Am 23. August 1947 kam es zu einer neueren Aussiedlung. Diesmal wurden achtzig Familien in die russisch besetzte Ostzone Deutschlands, in die spätere DDR vertrieben. Auch der Gemeinderichter, Georg Ebner und seine Familie wurden mitgenommen. „(…) Mein Mann war ihnen schon längst ein Dorn im Auge. Als Dorfrichter kämpfte er immer wieder gegen ihren Unfug und Terror an. Nun erfaßten sie die Gelegenheit ihn loszuwerden und schnappten sich auch noch ein schönes Vermögen.”
Die in Deutschland Angekommenen wurden von armseligen Umständen erwartet, anfangs wurden sie in Notwohnungen untergebracht. Erst nach vielen Jahren konnten sie sich in den deutschen Alltag einfügen, so daß sie sich bis heute noch vorwiegend als Wuderscher fühlen. Die in Wudersch zurückgebliebene deutsche Gemeinschaft wähnte sich noch lange in ständiger Gefahr und konnte ihre Traditionen auch später nur eingeschränkt pflegen.
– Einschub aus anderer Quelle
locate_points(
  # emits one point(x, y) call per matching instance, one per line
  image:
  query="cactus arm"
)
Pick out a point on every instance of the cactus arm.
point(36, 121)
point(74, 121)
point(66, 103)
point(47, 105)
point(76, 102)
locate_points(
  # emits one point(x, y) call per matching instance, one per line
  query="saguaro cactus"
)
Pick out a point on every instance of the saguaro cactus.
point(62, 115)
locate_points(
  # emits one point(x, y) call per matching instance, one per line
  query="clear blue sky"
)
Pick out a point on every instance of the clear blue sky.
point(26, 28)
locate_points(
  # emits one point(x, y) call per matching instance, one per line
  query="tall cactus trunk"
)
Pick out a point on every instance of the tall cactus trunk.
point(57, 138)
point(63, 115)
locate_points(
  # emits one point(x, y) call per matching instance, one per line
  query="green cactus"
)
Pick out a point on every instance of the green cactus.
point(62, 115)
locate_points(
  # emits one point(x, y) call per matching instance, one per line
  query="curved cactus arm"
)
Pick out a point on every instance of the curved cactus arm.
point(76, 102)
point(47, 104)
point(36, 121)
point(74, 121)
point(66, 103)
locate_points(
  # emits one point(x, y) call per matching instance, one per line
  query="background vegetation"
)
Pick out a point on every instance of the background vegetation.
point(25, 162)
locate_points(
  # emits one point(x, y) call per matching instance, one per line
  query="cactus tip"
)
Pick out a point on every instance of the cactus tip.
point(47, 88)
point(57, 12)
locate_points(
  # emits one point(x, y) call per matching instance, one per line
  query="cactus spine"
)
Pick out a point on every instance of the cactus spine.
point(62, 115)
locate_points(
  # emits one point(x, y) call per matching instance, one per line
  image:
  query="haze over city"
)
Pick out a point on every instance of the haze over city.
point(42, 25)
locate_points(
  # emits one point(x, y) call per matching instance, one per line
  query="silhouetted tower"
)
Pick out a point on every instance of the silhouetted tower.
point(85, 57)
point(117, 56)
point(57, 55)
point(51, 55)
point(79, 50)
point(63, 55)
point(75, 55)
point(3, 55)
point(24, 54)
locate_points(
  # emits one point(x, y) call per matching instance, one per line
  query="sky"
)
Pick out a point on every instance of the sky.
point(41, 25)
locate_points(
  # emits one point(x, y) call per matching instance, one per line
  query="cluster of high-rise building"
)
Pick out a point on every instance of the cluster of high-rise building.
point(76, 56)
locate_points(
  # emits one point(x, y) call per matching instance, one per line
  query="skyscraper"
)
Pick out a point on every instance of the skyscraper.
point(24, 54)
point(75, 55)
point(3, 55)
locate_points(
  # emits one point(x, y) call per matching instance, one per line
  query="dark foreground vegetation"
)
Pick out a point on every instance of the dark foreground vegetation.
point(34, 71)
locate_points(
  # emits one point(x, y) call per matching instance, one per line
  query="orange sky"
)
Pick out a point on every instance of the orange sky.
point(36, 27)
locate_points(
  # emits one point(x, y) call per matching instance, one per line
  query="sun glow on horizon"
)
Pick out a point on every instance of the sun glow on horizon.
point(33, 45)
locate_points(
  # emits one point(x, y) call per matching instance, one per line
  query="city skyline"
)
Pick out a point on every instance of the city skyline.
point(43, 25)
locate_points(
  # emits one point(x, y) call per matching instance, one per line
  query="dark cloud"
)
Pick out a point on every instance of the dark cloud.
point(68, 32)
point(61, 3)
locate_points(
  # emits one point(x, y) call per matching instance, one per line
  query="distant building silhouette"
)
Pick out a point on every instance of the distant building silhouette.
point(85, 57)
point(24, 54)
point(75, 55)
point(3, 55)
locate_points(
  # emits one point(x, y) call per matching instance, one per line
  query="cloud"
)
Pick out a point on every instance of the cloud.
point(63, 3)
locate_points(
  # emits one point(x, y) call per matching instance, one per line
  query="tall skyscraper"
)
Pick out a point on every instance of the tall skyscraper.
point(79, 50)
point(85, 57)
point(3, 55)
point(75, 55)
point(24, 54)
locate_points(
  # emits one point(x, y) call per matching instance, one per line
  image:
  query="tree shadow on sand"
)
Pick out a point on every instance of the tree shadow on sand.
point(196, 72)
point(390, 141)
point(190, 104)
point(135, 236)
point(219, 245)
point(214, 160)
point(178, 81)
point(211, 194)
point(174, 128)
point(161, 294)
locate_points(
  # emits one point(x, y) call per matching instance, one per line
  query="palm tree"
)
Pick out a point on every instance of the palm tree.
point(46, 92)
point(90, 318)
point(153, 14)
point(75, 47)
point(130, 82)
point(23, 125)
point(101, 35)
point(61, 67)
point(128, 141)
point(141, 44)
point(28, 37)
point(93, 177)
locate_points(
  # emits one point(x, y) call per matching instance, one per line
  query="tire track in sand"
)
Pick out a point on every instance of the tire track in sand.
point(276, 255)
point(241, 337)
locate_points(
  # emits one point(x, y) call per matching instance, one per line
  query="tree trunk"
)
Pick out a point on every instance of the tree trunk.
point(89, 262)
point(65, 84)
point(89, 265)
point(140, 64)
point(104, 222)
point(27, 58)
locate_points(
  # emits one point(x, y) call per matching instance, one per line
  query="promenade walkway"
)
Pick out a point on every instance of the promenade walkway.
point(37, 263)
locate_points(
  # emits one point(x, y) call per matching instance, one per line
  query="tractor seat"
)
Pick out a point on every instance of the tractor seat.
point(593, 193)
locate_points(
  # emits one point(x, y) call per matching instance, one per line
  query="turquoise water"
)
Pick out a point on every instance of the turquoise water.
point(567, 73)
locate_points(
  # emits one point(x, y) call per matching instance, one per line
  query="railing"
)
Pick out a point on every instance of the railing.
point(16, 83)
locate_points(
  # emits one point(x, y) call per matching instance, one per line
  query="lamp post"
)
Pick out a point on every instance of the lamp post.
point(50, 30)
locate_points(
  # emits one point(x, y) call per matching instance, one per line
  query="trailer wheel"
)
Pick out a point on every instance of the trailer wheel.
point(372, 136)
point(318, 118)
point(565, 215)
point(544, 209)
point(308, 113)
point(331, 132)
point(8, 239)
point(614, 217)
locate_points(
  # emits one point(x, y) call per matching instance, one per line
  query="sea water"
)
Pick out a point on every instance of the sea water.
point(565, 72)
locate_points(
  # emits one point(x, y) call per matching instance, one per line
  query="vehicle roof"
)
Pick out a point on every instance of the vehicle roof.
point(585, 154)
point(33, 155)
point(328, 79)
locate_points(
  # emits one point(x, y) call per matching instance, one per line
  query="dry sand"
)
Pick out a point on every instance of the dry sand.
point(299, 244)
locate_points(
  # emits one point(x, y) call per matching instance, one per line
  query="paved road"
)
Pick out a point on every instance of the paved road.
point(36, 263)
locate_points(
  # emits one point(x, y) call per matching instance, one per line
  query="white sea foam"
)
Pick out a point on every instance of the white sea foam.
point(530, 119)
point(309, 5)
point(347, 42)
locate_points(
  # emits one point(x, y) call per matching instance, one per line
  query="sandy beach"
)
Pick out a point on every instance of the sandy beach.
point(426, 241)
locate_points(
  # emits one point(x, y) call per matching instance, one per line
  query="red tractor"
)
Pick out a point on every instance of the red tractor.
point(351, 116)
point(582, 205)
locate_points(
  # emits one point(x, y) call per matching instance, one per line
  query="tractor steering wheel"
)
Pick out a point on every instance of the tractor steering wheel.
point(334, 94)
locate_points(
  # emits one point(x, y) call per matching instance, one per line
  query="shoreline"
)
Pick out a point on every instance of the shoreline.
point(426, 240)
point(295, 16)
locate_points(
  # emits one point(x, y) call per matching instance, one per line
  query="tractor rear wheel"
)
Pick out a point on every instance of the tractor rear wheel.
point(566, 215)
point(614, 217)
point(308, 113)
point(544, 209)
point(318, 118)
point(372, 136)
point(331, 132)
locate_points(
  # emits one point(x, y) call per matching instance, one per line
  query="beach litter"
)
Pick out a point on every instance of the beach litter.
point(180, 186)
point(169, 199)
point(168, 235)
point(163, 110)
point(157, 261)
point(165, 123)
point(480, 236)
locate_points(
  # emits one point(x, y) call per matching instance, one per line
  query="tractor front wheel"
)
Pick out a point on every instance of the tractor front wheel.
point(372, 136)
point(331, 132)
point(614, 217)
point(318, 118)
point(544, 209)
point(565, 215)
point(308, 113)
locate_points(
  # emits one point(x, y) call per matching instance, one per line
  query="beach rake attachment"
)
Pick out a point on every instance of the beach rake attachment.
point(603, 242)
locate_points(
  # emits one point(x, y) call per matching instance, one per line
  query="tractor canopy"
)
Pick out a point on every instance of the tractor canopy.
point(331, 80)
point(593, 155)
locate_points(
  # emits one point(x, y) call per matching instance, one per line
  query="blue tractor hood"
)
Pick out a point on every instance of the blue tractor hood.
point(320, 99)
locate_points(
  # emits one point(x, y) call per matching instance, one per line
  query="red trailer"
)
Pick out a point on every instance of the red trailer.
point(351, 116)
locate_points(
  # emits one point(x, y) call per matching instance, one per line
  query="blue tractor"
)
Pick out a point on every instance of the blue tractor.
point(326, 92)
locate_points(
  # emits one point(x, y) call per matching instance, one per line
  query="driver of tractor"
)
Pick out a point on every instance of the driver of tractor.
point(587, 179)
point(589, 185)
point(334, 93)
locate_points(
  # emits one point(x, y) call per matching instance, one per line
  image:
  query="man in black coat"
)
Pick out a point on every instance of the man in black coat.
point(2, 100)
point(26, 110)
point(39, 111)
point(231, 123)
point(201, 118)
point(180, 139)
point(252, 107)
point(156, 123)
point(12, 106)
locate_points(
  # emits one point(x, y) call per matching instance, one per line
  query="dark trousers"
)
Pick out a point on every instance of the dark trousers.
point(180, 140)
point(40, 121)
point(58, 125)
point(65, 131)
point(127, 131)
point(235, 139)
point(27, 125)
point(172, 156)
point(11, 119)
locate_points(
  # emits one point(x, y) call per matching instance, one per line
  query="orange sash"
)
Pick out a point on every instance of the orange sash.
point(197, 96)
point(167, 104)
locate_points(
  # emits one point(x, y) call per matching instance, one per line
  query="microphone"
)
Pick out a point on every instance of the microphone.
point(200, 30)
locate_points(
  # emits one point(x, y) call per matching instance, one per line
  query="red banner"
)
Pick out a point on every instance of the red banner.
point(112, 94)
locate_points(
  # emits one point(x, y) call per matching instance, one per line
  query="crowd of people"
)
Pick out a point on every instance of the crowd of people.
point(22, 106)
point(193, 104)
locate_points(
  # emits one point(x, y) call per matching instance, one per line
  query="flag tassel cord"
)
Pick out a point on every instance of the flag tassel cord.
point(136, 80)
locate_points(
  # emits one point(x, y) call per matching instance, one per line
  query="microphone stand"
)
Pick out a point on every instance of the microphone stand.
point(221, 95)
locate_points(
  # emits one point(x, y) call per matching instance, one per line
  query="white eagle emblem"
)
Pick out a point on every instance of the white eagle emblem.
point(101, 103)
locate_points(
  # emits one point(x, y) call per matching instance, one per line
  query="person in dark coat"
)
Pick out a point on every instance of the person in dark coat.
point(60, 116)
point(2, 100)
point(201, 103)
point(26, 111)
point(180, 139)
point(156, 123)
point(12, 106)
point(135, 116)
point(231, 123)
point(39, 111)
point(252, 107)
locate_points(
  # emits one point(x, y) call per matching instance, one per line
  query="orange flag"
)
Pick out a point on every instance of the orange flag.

Die Vertreibung aus Wudersch war ein Meilenstein im Leben der Gemeinde. Die Erinnerungs-Gedanken von Josef Hauser (Obrigheim) widerspiegeln jene Stimmung, die den mit Bitterkeit vermischten Lebenswillen der vertriebenen Deutschen zum Ausdruck bringt: „Keiner der Vertriebenen hatte sich etwas zuschulden kommen lassen. Es war eine unaussprechliche und unvorstellbare Ungerechtigkeit, Menschen, die immer nur fleißig ihrer Arbeit nachgegangen sind, von Haus und Hof zu vertreiben (…)
Man hat uns die Heimat genommen. Wir meinten immer noch, daß die Gerechtigkeit siegen müßte und wir eines Tages doch wieder in die alte Heimat zurückkehren können.”